During pregnancy the following symptoms can increase the risk of having the baby with a heart defect:

  • Rubella infection : During pregnancy, if the mother is infected with rubella it increases the risk of foetal heart defects. The rubella virus is seen to cross the placenta and spread through the foetus circulatory system causing damage to the blood vessels and vital organs, including the heart.
  • Uncontrolled diabetes : Poorly controlled diabetes in the mother during pregnancy will in turn affect the foetus' blood sugar, causing damage to the developing foetus.
  • Alcohol use, drug use or exposure to certain substances : Use of certain medications, alcohol or drugs, exposure to chemicals, and radiation during pregnancy can have harmful effects on the developing foetus.


A small ventricular septal defect usually never causes any problems. Larger ventricular septal defects can cause a spectrum of disabilities ranging from mild to life-threatening. Treatment can avoid many complications.

Eisenmenger's syndrome: When a large ventricular septal defect is untreated it increases blood flow to the lungs causing high blood pressure in the lung arteries (pulmonary hypertension). Over a period of time there is permanent damage to the lung arteries and the pulmonary hypertension can become irreversible. Eisenmenger's syndrome usually develops in early childhood.

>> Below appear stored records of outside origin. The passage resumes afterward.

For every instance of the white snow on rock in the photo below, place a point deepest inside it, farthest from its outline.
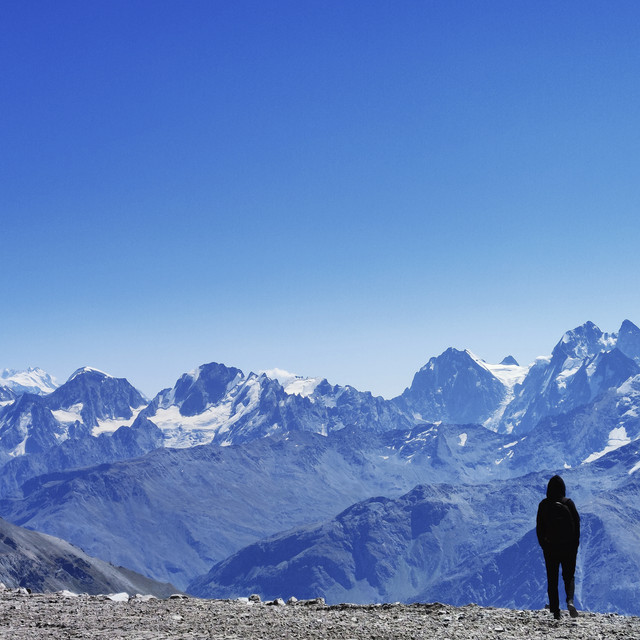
(509, 375)
(33, 380)
(119, 597)
(70, 415)
(111, 425)
(188, 431)
(617, 438)
(81, 370)
(292, 383)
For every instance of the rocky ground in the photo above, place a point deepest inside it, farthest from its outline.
(62, 615)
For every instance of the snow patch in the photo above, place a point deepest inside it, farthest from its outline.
(113, 424)
(617, 438)
(635, 467)
(82, 370)
(292, 383)
(70, 415)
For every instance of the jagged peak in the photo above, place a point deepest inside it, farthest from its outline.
(583, 341)
(628, 327)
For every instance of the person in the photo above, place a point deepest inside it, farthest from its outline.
(558, 530)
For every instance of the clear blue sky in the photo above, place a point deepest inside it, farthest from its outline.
(337, 188)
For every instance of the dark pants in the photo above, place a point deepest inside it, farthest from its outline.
(553, 558)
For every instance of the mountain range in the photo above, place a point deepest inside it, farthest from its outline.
(197, 485)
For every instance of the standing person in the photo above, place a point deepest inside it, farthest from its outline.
(558, 530)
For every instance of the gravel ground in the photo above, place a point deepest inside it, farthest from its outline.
(60, 616)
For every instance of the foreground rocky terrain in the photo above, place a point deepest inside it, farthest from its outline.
(63, 615)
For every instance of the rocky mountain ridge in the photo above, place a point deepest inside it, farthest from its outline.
(40, 617)
(196, 477)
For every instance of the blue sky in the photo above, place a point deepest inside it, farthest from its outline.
(341, 189)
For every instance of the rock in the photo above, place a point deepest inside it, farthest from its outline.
(118, 597)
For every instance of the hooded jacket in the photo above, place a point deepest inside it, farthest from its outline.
(556, 493)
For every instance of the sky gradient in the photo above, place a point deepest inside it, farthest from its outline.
(339, 189)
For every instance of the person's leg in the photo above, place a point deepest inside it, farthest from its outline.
(568, 577)
(552, 563)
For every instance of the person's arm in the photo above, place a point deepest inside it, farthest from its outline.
(576, 523)
(540, 526)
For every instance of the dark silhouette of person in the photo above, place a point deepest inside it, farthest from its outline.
(558, 530)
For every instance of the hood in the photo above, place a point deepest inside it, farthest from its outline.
(556, 488)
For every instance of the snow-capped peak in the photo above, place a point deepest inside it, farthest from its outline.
(508, 374)
(292, 383)
(83, 370)
(33, 380)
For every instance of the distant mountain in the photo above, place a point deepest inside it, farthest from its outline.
(215, 403)
(584, 364)
(175, 512)
(224, 459)
(89, 403)
(459, 387)
(460, 544)
(44, 563)
(33, 380)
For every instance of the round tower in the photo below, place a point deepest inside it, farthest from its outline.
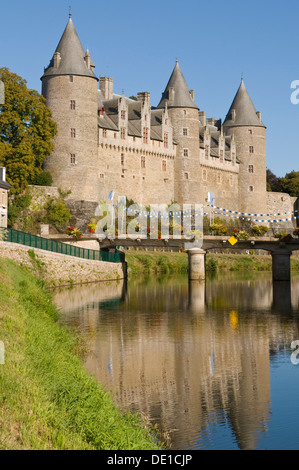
(183, 114)
(245, 124)
(70, 88)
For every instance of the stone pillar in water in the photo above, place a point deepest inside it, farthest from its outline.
(281, 265)
(197, 264)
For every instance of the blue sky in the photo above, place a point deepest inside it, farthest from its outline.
(137, 42)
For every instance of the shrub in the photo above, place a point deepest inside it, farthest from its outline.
(240, 234)
(259, 230)
(218, 229)
(57, 212)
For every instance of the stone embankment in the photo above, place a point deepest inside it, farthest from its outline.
(61, 270)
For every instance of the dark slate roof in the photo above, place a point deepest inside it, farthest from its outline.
(182, 97)
(245, 110)
(72, 55)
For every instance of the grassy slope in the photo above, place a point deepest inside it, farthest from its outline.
(47, 399)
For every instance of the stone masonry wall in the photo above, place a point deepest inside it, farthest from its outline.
(61, 270)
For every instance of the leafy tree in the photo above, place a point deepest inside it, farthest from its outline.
(26, 131)
(290, 183)
(273, 182)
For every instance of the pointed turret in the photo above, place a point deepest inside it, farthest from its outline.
(177, 94)
(242, 111)
(69, 57)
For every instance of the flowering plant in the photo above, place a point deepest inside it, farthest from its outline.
(74, 232)
(240, 234)
(91, 227)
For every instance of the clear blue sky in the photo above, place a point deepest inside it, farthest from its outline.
(137, 42)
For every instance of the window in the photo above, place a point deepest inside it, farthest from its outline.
(166, 140)
(207, 151)
(145, 135)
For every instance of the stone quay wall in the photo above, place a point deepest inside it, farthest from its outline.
(61, 270)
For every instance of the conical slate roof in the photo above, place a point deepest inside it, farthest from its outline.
(72, 55)
(181, 95)
(245, 112)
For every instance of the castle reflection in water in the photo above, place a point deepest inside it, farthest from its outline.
(189, 356)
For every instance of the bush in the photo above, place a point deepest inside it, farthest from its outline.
(218, 229)
(240, 234)
(44, 178)
(259, 230)
(57, 212)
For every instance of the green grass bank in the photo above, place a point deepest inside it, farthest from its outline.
(174, 263)
(47, 399)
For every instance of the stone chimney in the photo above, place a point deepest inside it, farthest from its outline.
(2, 174)
(106, 87)
(144, 96)
(171, 93)
(57, 59)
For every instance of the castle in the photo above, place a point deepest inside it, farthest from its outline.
(171, 152)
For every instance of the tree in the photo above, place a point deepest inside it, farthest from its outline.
(273, 182)
(26, 131)
(290, 183)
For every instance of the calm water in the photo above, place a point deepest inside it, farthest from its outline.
(210, 363)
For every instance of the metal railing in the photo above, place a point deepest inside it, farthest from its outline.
(34, 241)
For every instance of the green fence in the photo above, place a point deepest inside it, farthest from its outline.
(15, 236)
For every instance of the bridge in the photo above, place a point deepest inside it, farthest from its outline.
(280, 251)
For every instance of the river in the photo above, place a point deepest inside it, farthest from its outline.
(211, 363)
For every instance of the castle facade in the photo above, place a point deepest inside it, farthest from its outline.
(153, 155)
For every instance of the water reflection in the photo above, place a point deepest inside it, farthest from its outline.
(193, 357)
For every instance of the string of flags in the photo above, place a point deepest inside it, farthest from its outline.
(254, 217)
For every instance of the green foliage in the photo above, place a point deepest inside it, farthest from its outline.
(218, 229)
(26, 131)
(290, 183)
(57, 212)
(259, 230)
(15, 207)
(44, 178)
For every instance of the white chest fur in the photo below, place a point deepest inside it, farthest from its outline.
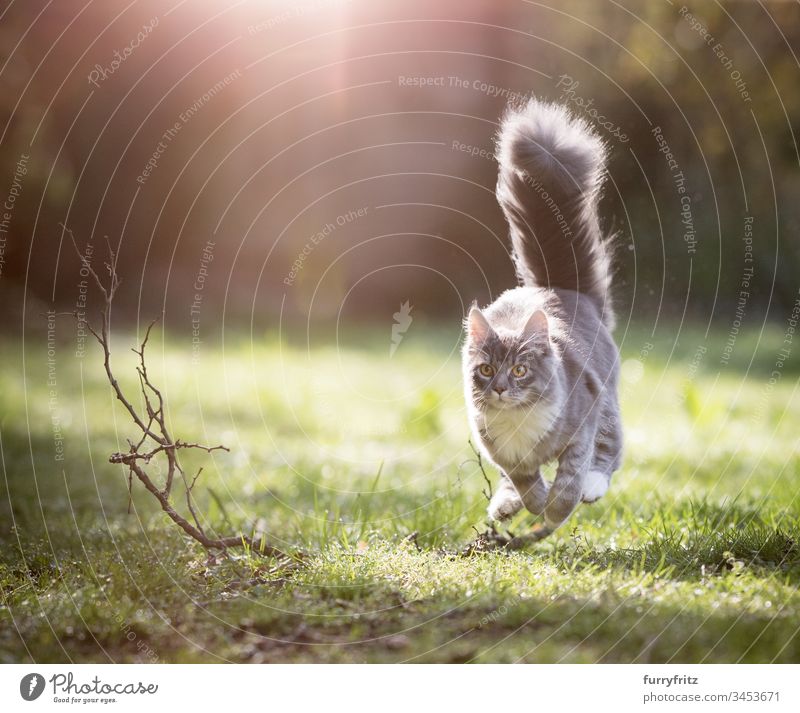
(514, 433)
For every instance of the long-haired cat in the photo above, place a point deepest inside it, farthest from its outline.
(540, 366)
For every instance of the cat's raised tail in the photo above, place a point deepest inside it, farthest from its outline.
(552, 166)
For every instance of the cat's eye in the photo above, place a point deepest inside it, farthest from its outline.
(486, 370)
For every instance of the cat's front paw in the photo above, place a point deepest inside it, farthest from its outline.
(503, 505)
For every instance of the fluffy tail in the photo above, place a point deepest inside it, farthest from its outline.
(551, 169)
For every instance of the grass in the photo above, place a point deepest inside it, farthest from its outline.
(358, 464)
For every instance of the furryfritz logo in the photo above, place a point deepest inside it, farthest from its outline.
(31, 686)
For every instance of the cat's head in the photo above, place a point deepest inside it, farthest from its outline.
(507, 369)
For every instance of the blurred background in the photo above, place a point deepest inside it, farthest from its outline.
(332, 158)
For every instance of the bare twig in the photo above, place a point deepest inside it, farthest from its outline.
(154, 426)
(479, 460)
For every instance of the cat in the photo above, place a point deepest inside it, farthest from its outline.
(540, 366)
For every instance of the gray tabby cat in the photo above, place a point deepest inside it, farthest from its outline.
(540, 366)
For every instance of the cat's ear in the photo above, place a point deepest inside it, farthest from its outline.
(478, 327)
(537, 328)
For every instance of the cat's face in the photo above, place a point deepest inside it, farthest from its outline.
(508, 370)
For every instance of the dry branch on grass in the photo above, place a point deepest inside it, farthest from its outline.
(155, 439)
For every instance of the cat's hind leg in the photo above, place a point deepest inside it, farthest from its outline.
(505, 502)
(607, 458)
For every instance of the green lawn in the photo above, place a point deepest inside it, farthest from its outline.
(358, 466)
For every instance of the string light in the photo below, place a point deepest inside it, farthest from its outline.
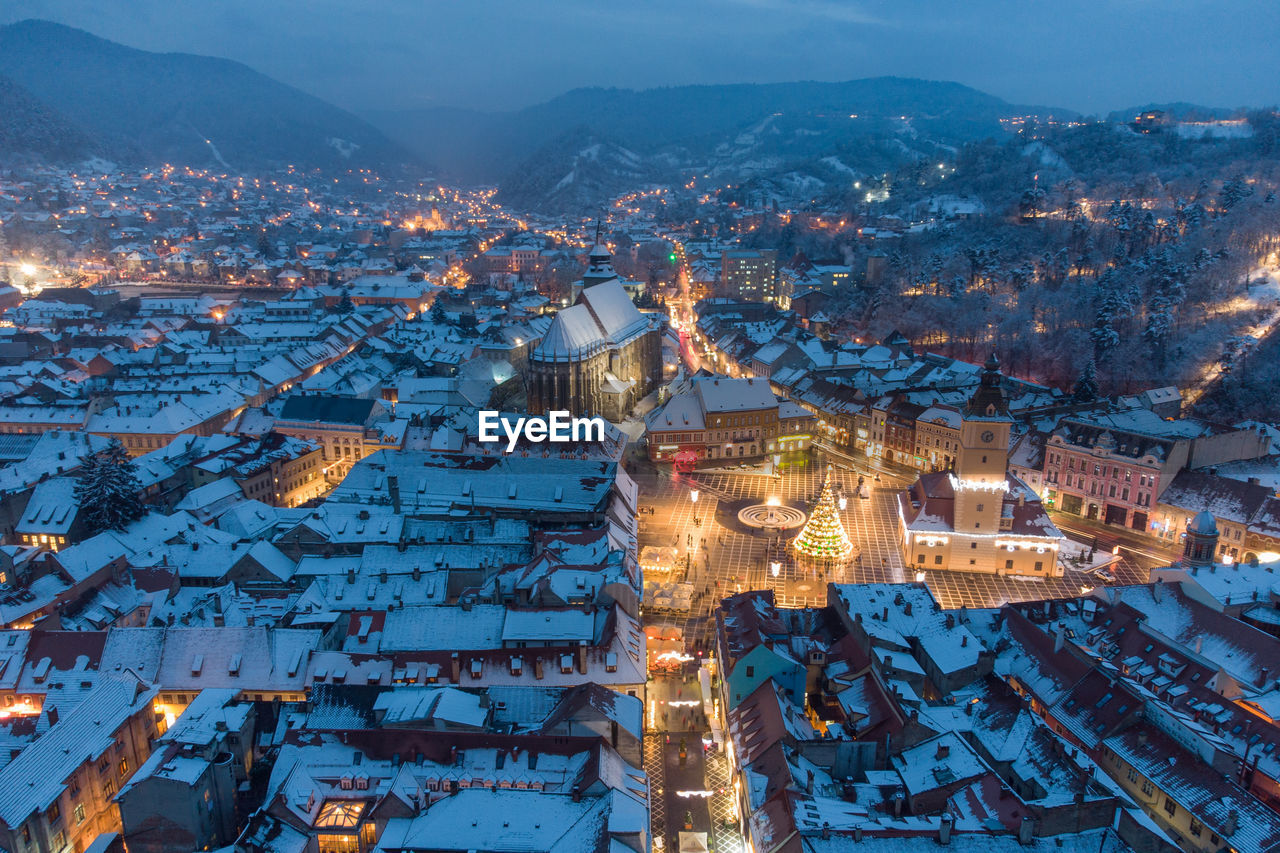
(823, 534)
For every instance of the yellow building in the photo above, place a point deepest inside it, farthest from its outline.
(979, 518)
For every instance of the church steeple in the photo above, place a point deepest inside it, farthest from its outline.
(599, 265)
(988, 400)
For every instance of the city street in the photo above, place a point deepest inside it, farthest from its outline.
(679, 787)
(723, 560)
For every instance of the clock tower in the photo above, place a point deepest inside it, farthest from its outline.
(982, 465)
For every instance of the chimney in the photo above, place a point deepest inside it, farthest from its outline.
(393, 488)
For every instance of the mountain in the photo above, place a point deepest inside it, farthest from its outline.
(805, 133)
(32, 129)
(179, 108)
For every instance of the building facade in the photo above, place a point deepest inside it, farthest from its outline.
(979, 518)
(600, 355)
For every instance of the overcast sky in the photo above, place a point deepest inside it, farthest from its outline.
(1091, 55)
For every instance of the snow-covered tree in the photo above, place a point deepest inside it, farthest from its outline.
(108, 489)
(1086, 389)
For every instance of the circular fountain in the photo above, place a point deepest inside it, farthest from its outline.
(771, 516)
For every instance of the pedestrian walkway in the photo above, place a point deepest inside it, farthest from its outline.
(726, 835)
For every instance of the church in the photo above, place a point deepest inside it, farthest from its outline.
(600, 355)
(979, 516)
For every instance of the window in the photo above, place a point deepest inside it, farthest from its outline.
(334, 843)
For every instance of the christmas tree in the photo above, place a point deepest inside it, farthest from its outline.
(823, 534)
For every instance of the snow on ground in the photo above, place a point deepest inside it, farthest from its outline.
(1075, 557)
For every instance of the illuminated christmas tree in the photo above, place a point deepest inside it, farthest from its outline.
(823, 534)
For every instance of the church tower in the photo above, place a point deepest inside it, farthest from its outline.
(599, 263)
(982, 464)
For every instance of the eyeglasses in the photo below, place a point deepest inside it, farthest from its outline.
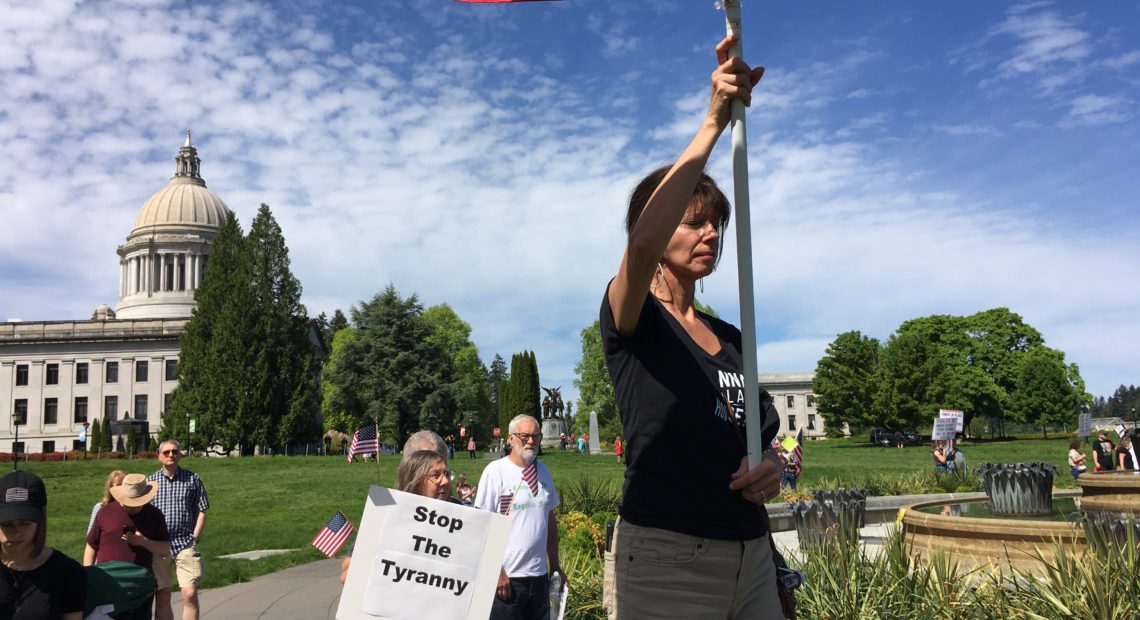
(440, 478)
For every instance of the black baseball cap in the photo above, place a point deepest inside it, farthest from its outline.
(23, 497)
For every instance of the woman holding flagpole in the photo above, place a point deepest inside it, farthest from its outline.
(677, 376)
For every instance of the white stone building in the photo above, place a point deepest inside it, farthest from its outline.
(55, 376)
(796, 404)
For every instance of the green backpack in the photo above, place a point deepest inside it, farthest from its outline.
(122, 585)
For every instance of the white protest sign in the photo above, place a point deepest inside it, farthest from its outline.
(958, 416)
(944, 427)
(422, 559)
(1084, 425)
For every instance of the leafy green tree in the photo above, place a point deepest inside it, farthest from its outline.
(388, 372)
(247, 370)
(1047, 391)
(846, 382)
(472, 394)
(595, 388)
(464, 390)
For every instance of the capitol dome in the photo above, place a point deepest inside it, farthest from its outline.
(164, 259)
(185, 204)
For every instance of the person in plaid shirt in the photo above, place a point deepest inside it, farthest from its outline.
(184, 503)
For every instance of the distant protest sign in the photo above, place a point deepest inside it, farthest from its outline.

Other complications may include:

  • Heart failure : Due to the ventricular septal defect there is increased blood flow through the heart that can also lead to heart failure.
  • Endocarditis : Patients with a ventricular septal defect are at increased risk to develop endocarditis (infection of the heart).
  • Stroke : Patients with large defects, especially associated with Eisenmenger's syndrome, are at a high risk of a stroke due to blood clots that pass through the hole in the heart going to the brain.
  • Other heart problems : Ventricular septal defects can also lead to abnormal heart rhythms and valve problems.
  • Ventricular septal defect and pregnancy : Pregnancy is always a risk for women born with a heart defect. Women who have undergone repair of ventricular septal defect without any complications or having a very small defect does not increase the risk in pregnancy. However, an unrepaired larger defect, cyanosis, heart failure or other heart defects poses a high risk to both mother and foetus. Women with Eisenmenger's syndrome are at the highest risk of complications and are strongly advised against pregnancy.